Mientras repaso sus publicaciones buscando alguna pista a su inesperado desenlace, pienso, no puedo dejar de pensar en el mundo tan raro que vivimos, metidos en nuestros afanes virtuales y reales, un tanto enloquecidos, cegados, sin darnos cuenta de lo que realmente pasa a nuestro alrededor. Y lo que pasa es la vida. Me topo con su última felicitación de cumpleaños en la que me deseaba -esto ocurría a finales de diciembre- que pasara un buen día y fuera, así lo pone, lo más feliz posible en la vida. Me pregunto si con esta declaración no estaría vaticinando su final, despidiéndose. ¿Cómo saberlo? ¿para qué saberlo? Y además,  ¿quién soy yo para inmiscuirme en la reserva de los otros?

 

En unos días su familia procederá a borrar su perfil de Facebook, lo hará desaparecer, y está bien que así sea. Más su estela de hombre limpio, de mirada limpia, como dice el poema de Ángel González, permanecerá entre nosotros mientras le imaginemos.  

 

Somos pequeñas luminarias que brillan con luz propia en medio de la oscuridad, y en ese minúsculo destello proyectamos partes de lo que somos, mientras que otras partes permanecen ocultas, silenciadas.

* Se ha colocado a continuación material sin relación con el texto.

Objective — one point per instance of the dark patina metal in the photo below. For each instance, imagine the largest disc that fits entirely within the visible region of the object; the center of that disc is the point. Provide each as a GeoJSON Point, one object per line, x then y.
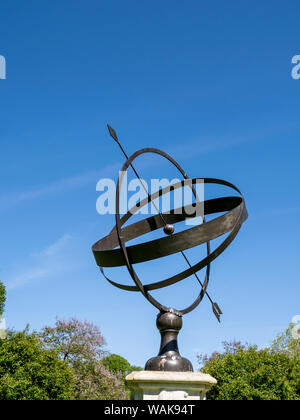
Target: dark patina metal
{"type": "Point", "coordinates": [111, 251]}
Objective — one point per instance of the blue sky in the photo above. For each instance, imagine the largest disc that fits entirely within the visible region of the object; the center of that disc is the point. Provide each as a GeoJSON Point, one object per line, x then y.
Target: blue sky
{"type": "Point", "coordinates": [209, 83]}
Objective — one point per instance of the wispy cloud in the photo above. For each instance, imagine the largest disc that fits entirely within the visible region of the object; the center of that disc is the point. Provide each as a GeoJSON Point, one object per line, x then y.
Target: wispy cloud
{"type": "Point", "coordinates": [56, 187]}
{"type": "Point", "coordinates": [53, 260]}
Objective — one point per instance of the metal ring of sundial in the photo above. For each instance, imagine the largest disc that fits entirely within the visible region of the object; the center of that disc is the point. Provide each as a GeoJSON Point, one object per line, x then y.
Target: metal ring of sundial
{"type": "Point", "coordinates": [107, 255]}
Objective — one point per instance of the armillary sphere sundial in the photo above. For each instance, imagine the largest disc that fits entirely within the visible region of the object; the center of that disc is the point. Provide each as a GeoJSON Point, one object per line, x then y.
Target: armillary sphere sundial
{"type": "Point", "coordinates": [111, 251]}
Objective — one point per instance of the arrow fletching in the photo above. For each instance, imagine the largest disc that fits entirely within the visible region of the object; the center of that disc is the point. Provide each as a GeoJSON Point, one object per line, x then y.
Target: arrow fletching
{"type": "Point", "coordinates": [112, 133]}
{"type": "Point", "coordinates": [217, 311]}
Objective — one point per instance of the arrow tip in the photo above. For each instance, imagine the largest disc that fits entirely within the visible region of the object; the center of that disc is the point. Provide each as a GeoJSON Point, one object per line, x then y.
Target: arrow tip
{"type": "Point", "coordinates": [217, 311]}
{"type": "Point", "coordinates": [112, 133]}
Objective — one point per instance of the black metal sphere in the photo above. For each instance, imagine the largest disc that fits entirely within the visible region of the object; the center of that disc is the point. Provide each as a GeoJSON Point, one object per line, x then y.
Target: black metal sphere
{"type": "Point", "coordinates": [169, 229]}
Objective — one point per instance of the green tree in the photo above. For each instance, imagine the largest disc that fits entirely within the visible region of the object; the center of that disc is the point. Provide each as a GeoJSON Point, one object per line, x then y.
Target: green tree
{"type": "Point", "coordinates": [2, 298]}
{"type": "Point", "coordinates": [117, 365]}
{"type": "Point", "coordinates": [29, 372]}
{"type": "Point", "coordinates": [246, 373]}
{"type": "Point", "coordinates": [80, 344]}
{"type": "Point", "coordinates": [286, 343]}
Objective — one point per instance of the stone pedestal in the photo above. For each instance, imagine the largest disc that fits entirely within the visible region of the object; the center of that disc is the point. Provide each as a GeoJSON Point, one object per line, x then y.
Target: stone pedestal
{"type": "Point", "coordinates": [154, 385]}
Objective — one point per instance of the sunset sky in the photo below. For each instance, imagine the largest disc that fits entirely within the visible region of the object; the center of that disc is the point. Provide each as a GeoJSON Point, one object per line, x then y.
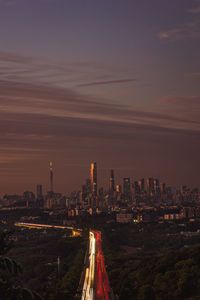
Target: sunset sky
{"type": "Point", "coordinates": [111, 81]}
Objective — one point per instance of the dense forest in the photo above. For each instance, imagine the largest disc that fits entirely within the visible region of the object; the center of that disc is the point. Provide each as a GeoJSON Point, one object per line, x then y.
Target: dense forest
{"type": "Point", "coordinates": [152, 262]}
{"type": "Point", "coordinates": [40, 265]}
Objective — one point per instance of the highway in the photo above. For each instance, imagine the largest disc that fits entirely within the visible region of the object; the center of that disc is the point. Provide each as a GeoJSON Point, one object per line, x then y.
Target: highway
{"type": "Point", "coordinates": [96, 284]}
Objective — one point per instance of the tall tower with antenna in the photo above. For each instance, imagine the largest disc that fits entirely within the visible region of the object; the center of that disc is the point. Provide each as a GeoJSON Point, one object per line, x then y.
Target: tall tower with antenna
{"type": "Point", "coordinates": [51, 176]}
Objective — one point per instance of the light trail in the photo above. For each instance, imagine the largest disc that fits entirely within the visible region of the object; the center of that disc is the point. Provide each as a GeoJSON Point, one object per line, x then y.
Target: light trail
{"type": "Point", "coordinates": [88, 286]}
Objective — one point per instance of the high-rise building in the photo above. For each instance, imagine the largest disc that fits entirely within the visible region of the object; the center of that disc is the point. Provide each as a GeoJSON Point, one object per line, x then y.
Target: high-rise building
{"type": "Point", "coordinates": [93, 178]}
{"type": "Point", "coordinates": [111, 181]}
{"type": "Point", "coordinates": [126, 186]}
{"type": "Point", "coordinates": [118, 188]}
{"type": "Point", "coordinates": [39, 191]}
{"type": "Point", "coordinates": [150, 185]}
{"type": "Point", "coordinates": [51, 177]}
{"type": "Point", "coordinates": [141, 184]}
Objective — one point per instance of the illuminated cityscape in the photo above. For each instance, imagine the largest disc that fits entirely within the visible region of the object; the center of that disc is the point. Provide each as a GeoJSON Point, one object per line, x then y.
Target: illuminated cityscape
{"type": "Point", "coordinates": [99, 150]}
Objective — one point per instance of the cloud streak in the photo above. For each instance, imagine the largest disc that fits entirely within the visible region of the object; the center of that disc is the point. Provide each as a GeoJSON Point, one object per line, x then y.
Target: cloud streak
{"type": "Point", "coordinates": [94, 83]}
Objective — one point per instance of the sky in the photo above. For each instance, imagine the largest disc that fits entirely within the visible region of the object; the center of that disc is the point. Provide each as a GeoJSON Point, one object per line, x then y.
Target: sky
{"type": "Point", "coordinates": [111, 81]}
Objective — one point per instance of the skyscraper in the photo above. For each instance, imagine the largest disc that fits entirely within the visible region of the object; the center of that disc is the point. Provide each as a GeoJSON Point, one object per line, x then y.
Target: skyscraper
{"type": "Point", "coordinates": [111, 182]}
{"type": "Point", "coordinates": [93, 178]}
{"type": "Point", "coordinates": [51, 177]}
{"type": "Point", "coordinates": [39, 191]}
{"type": "Point", "coordinates": [127, 186]}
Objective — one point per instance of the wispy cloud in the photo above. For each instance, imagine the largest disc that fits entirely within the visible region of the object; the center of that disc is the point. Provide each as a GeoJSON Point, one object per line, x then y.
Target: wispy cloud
{"type": "Point", "coordinates": [106, 82]}
{"type": "Point", "coordinates": [188, 30]}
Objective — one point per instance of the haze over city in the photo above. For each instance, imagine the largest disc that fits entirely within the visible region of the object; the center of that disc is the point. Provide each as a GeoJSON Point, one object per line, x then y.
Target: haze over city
{"type": "Point", "coordinates": [115, 82]}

Somos un puto misterio. Y está bien, también está bien, que así sea.

 

Como Pedro un día puedo ser yo, me digo. Y matizo: No. No, no es posibilidad, es certeza. Es evidencia -evidente es lo que veo y pasa-. Y cuando eso ocurra querré que alguien me escriba, me recuerde, me imagine.

 

Enciendo el ordenador, me pongo a ello: Trece de junio. Martes.